On the chilly morning of St. Valentine’s Day, when their western sisters dig their pretty noses into outrageously expensive bouquets of red roses, dutifully delivered to their city offices by stressed couriers, most Russian women will be lucky to get a card and a chocolate rose from a supermarket.
Valentine’s Day in Russia is a reason to party and celebrate (read: drink and dance till early hours of the morning) but flowers will have to wait until March 8, International Women’s Day, an official public holiday in Russia when men try to be gentlemen and let women relax from home chores.
Probably, the only Russian ladies enjoying courier-delivered roses will be members of online dating services and the flowers will be sent by their overseas boyfriends. I am using the term “boyfriends” loosely here, as most online romances only flourish in cyberspace, with splashes of courier-delivered roses and chocolates being the only real things women might get.
Russia, fresh from Perestroika, opened its borders in the early ’90’s.
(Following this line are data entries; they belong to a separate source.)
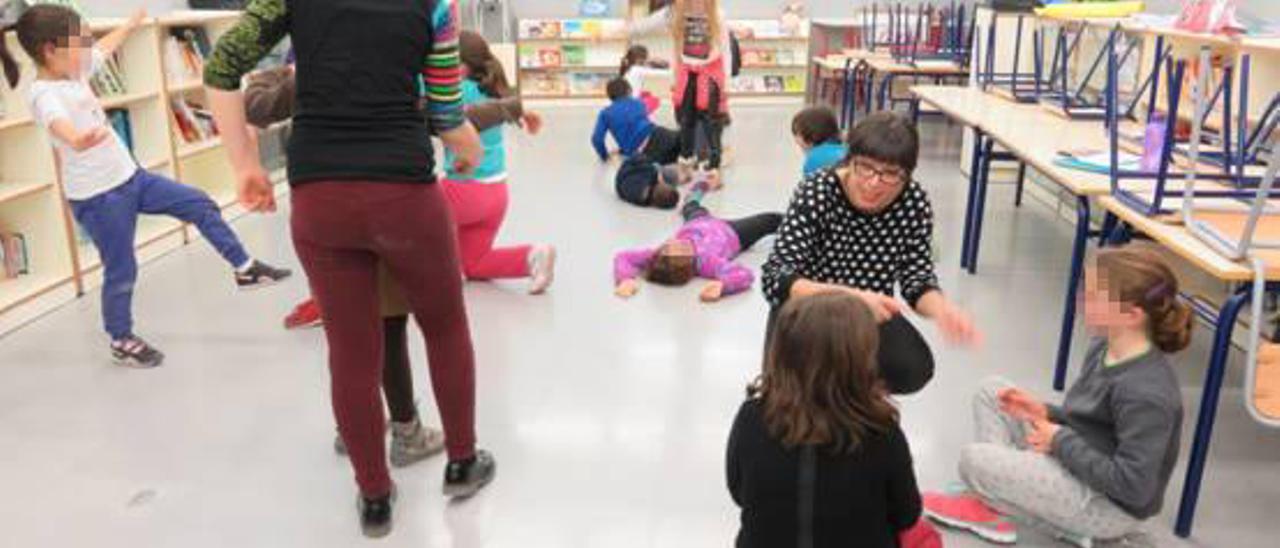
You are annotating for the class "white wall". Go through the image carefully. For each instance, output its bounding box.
[80,0,1280,23]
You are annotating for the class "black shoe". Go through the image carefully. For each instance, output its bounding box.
[235,260,292,290]
[443,450,496,498]
[111,336,164,368]
[357,485,397,538]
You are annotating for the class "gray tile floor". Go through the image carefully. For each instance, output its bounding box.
[1,103,1277,547]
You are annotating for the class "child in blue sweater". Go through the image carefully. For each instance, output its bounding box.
[592,78,680,164]
[792,106,847,178]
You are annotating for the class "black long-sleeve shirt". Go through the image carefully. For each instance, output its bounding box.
[761,169,940,309]
[726,399,921,548]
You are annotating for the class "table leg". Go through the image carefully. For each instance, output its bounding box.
[878,73,895,111]
[1014,162,1027,207]
[961,129,986,271]
[966,135,997,274]
[1098,212,1118,247]
[1175,286,1252,538]
[1053,196,1091,391]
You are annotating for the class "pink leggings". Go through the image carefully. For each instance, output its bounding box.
[441,180,531,280]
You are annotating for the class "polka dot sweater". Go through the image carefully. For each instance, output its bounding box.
[762,169,940,309]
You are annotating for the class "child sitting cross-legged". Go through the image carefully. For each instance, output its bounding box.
[924,246,1190,547]
[792,105,847,178]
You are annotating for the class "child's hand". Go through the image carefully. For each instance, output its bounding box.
[853,289,902,323]
[518,111,543,135]
[1026,419,1061,454]
[998,388,1049,422]
[700,281,724,303]
[615,280,639,299]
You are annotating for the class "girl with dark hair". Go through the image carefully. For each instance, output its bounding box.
[1,5,290,368]
[727,291,931,547]
[443,30,556,294]
[614,180,780,303]
[762,112,981,396]
[925,245,1190,546]
[204,0,493,537]
[619,44,669,112]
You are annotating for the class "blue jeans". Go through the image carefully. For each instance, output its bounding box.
[70,170,251,340]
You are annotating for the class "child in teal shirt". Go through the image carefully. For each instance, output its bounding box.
[792,106,848,177]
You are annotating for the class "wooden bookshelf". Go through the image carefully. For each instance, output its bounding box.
[0,11,277,335]
[517,18,630,100]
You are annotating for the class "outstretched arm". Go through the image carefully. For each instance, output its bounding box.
[94,9,147,59]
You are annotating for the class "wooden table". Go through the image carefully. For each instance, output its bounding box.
[861,58,969,122]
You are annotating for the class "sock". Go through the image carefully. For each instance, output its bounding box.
[235,259,256,274]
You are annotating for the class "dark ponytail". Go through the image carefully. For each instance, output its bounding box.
[3,4,83,88]
[620,45,648,76]
[1,24,18,87]
[459,30,512,99]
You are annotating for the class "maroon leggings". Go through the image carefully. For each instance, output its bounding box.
[291,181,476,498]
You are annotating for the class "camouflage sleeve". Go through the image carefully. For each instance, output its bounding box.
[204,0,290,91]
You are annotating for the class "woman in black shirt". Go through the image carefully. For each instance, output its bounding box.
[728,292,922,547]
[761,112,981,395]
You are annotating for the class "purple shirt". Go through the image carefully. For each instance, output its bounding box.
[614,216,755,295]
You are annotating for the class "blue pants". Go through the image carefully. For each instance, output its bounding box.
[70,170,251,340]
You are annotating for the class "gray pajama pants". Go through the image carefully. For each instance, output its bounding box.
[958,377,1141,541]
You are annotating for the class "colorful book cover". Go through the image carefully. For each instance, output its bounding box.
[537,48,563,68]
[764,76,785,93]
[582,20,602,38]
[518,45,538,68]
[107,109,134,152]
[562,20,586,39]
[784,74,804,93]
[562,44,586,66]
[568,73,608,96]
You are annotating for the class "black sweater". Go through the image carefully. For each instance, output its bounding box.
[726,400,921,548]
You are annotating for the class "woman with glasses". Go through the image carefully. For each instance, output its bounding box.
[762,112,982,395]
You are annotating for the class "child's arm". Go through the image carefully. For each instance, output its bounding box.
[1047,390,1180,514]
[94,9,147,59]
[48,119,111,152]
[885,425,924,532]
[725,403,748,507]
[591,112,610,161]
[702,256,754,297]
[614,248,656,286]
[244,65,295,129]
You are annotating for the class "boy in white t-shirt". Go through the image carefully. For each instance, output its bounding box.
[0,5,291,367]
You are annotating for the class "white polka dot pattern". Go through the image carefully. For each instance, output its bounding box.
[761,169,940,308]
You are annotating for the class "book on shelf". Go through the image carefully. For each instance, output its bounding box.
[522,73,569,96]
[568,73,609,96]
[536,47,564,68]
[0,232,29,280]
[731,73,802,94]
[562,44,586,66]
[164,26,213,84]
[89,50,128,98]
[170,97,218,144]
[105,109,134,152]
[519,18,624,40]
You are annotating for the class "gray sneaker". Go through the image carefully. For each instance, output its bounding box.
[390,418,446,468]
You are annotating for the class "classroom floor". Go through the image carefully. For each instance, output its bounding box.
[1,103,1277,547]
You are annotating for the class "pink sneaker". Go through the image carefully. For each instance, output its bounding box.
[923,491,1018,544]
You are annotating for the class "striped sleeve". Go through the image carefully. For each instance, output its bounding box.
[204,0,289,91]
[423,0,465,131]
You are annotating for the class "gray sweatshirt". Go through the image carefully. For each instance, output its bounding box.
[1048,339,1184,519]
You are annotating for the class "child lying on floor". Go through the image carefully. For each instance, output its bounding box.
[614,179,780,303]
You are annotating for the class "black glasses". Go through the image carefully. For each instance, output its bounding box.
[850,160,907,189]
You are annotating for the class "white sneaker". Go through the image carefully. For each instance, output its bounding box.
[528,245,556,295]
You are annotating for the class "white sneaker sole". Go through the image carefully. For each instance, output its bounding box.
[528,247,556,295]
[924,510,1017,544]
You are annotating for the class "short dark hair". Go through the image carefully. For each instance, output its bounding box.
[845,111,919,174]
[2,4,83,88]
[606,78,632,101]
[791,106,841,146]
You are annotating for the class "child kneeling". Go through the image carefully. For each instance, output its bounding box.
[924,246,1189,546]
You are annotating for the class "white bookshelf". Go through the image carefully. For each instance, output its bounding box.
[0,11,261,335]
[517,18,630,100]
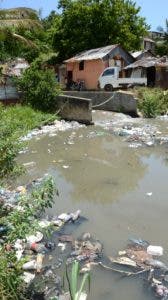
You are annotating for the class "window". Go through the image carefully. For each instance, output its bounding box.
[79,60,84,71]
[102,68,114,76]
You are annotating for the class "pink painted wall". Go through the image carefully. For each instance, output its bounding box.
[67,59,108,90]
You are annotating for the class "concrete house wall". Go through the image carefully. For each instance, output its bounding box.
[67,59,108,90]
[65,45,134,90]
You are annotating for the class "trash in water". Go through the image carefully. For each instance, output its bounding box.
[146,192,153,197]
[58,242,66,252]
[22,272,35,284]
[26,231,43,244]
[147,245,163,256]
[22,260,37,270]
[36,253,44,273]
[23,161,36,167]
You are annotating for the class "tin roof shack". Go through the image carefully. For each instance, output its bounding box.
[0,58,29,104]
[124,57,168,88]
[155,61,168,89]
[131,50,155,61]
[142,37,155,52]
[64,44,134,90]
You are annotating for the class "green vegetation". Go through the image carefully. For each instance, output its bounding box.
[50,0,148,61]
[0,177,54,300]
[0,104,55,181]
[136,87,168,118]
[0,2,149,63]
[66,260,90,300]
[155,19,168,56]
[16,61,60,112]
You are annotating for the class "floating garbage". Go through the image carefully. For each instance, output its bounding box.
[29,242,48,254]
[21,120,85,141]
[26,231,43,244]
[58,213,72,223]
[23,260,37,270]
[58,242,66,252]
[36,253,44,273]
[147,245,163,256]
[38,220,51,228]
[22,272,35,284]
[70,210,81,221]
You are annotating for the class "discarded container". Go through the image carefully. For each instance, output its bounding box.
[71,210,81,221]
[147,245,163,256]
[52,219,63,227]
[58,242,66,252]
[30,242,47,253]
[16,186,27,194]
[36,253,44,273]
[38,220,51,228]
[58,213,71,222]
[26,231,43,244]
[45,241,55,250]
[22,260,37,270]
[22,272,35,284]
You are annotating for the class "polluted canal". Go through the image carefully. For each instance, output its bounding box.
[17,110,168,300]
It meant Russians no longer needed exit visas from the government to leave the country. Straight away, a whole universe of dating services started to offer introductions to beautiful Russian women who wanted to marry western men.
To an outsider, this might have looked like a way for women from a poor country to find a better life, but in truth what these women really wanted was to find a husband and start a family. Surprisingly enough, given Russia’s history of equal rights for men and women since the Revolution of 1917, Russian family paradigms remained rigidly centered around a man’s role as provider, and a woman’s role as wife and mother, so much so that successful career women feel inadequate if they do not have a husband and kids, and no amount of career success can make them feel good about themselves.